In this chapter, we view data through a geometric lense. A feature vector is a way of visualizing a collection of feature variables.

Procedure for mapping data -> features:
* For real valued data -> individual features
* For boolean data -> 0/1 for each features
* For catagorical data -> 0/1 binary indicators for each possible value

For example, a color feature with red, green and blue values would recieve an encoding of isRed, isBlue and is Green.


## Data Preperation

In [133]:
# K-Nearest Neighbor Data

# Class Ratings dataset from CIML.
# Columns: Course Rating (Label), Easy, AI, Systems, Theory, Morning. 

In [179]:
import pandas as pd
from collections import Counter


df = pd.read_csv("class_ratings.csv")
lh = df.copy()

# Convert integer evaluations to neg/pos (0/1) evaluations.
lh.loc[df["y"] >= 0, "y"] = 1
lh.loc[df["y"] < 0, "y"] = 0

# Replace "n" and "y" with 0 and 1. 
lh.replace("y", 1, inplace=True)
lh.replace("n", 0, inplace=True)

In [180]:
lh.head()

Unnamed: 0,y,easy,ai,sys,thy,morning
0,1,1,1,0,1,0
1,1,1,1,0,1,0
2,1,0,1,0,0,0
3,1,0,0,0,1,0
4,1,0,1,1,0,1


In [181]:
# 80-20 split for training and validation
training_lh = lh.drop(df.index[[2, 4, 15, 17]])
validation_lh = lh.iloc[[2, 4, 15, 17]]

In [186]:
# iloc is strictly the array index of dataframe
# loc uses the row "id" number
validation_lh.iloc[0]

y          1
easy       0
ai         1
sys        0
thy        0
morning    0
Name: 2, dtype: int64

## K-Nearest Neighbors

In the K-Nearest Neighbors algorithm, we compute labels for an particular instance by observing the k-nearest examples of that instance in feature space. Each of those neighbors will vote: the most common label will be the result.

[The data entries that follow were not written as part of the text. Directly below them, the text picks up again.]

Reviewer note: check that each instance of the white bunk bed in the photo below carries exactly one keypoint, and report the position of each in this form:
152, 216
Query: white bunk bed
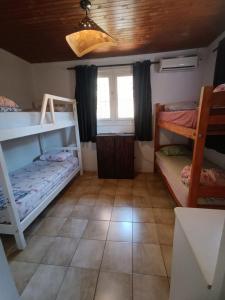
20, 124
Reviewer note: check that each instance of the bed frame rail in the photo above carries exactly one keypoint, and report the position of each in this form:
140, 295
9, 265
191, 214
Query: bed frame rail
16, 227
208, 114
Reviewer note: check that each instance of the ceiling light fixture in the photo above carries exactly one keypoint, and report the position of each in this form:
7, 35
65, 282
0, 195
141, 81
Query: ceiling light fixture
88, 36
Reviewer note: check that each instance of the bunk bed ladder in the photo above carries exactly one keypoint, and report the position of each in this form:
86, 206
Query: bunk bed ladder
15, 227
50, 99
199, 144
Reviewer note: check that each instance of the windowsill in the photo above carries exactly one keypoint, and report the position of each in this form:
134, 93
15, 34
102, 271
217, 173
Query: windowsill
115, 126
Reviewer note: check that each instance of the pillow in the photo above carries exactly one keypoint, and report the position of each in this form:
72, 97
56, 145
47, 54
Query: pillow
219, 88
174, 150
180, 106
6, 102
56, 156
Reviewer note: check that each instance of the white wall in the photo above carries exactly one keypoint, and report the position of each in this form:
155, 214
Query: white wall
166, 87
15, 79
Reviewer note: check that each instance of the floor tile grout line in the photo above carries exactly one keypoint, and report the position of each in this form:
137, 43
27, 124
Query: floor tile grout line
99, 271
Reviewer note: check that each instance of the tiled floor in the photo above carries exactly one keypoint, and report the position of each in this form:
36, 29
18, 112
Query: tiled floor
102, 240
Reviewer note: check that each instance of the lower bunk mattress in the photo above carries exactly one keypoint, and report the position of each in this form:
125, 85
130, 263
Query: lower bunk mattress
171, 167
34, 182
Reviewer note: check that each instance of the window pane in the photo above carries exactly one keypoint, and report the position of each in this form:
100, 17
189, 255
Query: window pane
103, 99
125, 97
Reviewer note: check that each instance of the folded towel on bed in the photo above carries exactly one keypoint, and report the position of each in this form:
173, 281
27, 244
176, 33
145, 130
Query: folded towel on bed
219, 88
180, 106
208, 176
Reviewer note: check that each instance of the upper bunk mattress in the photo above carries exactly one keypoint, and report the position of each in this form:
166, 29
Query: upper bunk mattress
186, 118
32, 183
171, 167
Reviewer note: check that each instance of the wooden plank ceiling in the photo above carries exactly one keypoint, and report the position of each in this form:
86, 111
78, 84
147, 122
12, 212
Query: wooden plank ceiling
35, 29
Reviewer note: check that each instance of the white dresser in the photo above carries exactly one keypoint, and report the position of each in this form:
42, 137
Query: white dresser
198, 263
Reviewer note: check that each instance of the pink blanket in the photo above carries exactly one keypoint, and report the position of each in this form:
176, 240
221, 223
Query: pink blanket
208, 176
187, 118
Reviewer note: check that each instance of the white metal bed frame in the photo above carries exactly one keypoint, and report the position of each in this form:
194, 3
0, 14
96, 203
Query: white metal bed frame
17, 227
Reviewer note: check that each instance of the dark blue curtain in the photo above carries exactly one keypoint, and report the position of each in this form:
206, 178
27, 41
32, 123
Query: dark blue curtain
217, 142
86, 96
142, 101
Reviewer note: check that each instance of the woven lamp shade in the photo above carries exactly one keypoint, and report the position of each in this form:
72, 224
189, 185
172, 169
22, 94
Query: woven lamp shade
88, 37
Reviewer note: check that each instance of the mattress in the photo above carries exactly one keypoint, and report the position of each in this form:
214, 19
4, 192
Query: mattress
186, 118
171, 167
32, 183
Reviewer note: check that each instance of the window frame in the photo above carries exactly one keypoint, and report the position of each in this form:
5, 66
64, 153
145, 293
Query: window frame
112, 73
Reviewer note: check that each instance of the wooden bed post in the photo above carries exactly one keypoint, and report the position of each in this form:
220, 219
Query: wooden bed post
199, 144
157, 132
77, 136
10, 202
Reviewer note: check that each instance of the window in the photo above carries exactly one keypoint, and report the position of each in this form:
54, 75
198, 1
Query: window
115, 95
125, 97
103, 103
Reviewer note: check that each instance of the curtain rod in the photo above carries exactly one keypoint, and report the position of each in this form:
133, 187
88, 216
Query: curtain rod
116, 65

A smaller k-value would have overfitting effects, a larger k-value would generally be underfitting.

In [188]:
def kNearestNeighbors(dataset, k, x):
    '''
    Computes label of x using the k Nearest Neighbor Algorithm
    Naive implementation: O(k * n) for each query
    Params
    Dataset: a pandas dataframe of with features and labels
    k: the k-nearest neighbors to consider
    x: the input feature vector
    
    We will be using the hamming distance to evaluate distance between points
    '''
    # Create a dictionary of distances
    distances = dict()
    for index, row in dataset.iterrows():
        feature_vec = list(row.drop('y'))
        distances[index] = distance(x, feature_vec)
    
    # sort by closest to farthest features
    dist_sorted = sorted(distances, key=distances.get) 

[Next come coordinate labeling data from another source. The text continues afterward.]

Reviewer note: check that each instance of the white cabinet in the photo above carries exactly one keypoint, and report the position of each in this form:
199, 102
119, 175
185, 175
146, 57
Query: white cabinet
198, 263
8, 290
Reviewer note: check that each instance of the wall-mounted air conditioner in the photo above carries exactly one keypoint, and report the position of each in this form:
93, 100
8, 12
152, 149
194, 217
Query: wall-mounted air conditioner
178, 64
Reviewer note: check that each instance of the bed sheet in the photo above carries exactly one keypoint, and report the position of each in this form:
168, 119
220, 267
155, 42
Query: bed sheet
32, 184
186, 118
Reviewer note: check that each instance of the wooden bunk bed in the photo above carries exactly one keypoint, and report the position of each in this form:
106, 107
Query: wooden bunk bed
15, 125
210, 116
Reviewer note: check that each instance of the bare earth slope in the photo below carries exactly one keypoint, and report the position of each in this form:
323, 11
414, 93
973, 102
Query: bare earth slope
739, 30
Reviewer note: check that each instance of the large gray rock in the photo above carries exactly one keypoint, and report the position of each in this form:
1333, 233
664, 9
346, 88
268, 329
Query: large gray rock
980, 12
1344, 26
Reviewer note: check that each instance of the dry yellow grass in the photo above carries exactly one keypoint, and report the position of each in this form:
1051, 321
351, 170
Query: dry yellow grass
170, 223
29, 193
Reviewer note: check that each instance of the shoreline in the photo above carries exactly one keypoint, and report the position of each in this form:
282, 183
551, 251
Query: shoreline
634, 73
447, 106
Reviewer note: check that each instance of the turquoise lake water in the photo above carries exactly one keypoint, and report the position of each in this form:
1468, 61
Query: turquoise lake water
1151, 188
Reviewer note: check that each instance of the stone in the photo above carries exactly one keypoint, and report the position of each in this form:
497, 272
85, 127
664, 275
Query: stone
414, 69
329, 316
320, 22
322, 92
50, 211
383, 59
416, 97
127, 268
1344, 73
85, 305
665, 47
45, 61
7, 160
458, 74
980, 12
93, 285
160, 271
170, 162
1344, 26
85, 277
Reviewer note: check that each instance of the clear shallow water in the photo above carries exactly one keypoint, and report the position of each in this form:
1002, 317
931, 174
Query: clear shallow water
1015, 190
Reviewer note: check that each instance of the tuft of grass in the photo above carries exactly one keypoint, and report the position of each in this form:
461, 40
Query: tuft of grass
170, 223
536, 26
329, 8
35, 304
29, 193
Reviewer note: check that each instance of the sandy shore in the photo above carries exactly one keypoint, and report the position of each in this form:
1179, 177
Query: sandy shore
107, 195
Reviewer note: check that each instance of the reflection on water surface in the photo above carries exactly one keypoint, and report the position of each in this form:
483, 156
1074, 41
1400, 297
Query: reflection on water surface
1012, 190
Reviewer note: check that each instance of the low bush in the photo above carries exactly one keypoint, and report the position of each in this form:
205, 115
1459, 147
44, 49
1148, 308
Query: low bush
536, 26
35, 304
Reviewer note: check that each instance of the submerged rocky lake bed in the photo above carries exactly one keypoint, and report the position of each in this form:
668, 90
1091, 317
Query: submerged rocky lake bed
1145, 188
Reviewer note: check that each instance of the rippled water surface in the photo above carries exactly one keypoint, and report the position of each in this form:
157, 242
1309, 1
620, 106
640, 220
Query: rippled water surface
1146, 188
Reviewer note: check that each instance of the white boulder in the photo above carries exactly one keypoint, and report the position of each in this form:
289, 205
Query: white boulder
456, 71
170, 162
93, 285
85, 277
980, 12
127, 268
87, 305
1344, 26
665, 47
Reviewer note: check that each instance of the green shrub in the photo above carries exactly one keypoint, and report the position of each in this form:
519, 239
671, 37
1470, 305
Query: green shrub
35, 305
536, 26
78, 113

    # Vote based on the k nearest values
    y_sum = 0
    for i in range(k):
        feature_id = dist_sorted[i]
        val = dataset.loc[feature_id]["y"]
        y_sum += 1 if val else -1
        
    # neg: dislike non-neg: like
    return y_sum 

In [174]:
def distance(x1, x2):
    '''x1 and x2 are n-dim binary arrays'''
    return sum([x1[i] != x2[i] for i in range(len(x1))])

a_test = [1, 0, 1, 0]
b_test = [0, 1, 1, 1]
assert distance(a_test, b_test) == 3

In [171]:
# Validation Phase
k = 3
for index, row in validation_lh.iterrows():
    x = list(row.drop("y"))
    predicted = kNearestNeighbors(training_lh, k, x)
    print("Data ID[{0}] Predicted: {1}, Actual: {2}".format(index, predicted, row["y"]))

Data ID[2] Predicted: 3, Actual: 1
Data ID[4] Predicted: -1, Actual: 1
Data ID[15] Predicted: -3, Actual: 0
Data ID[17] Predicted: -1, Actual: 0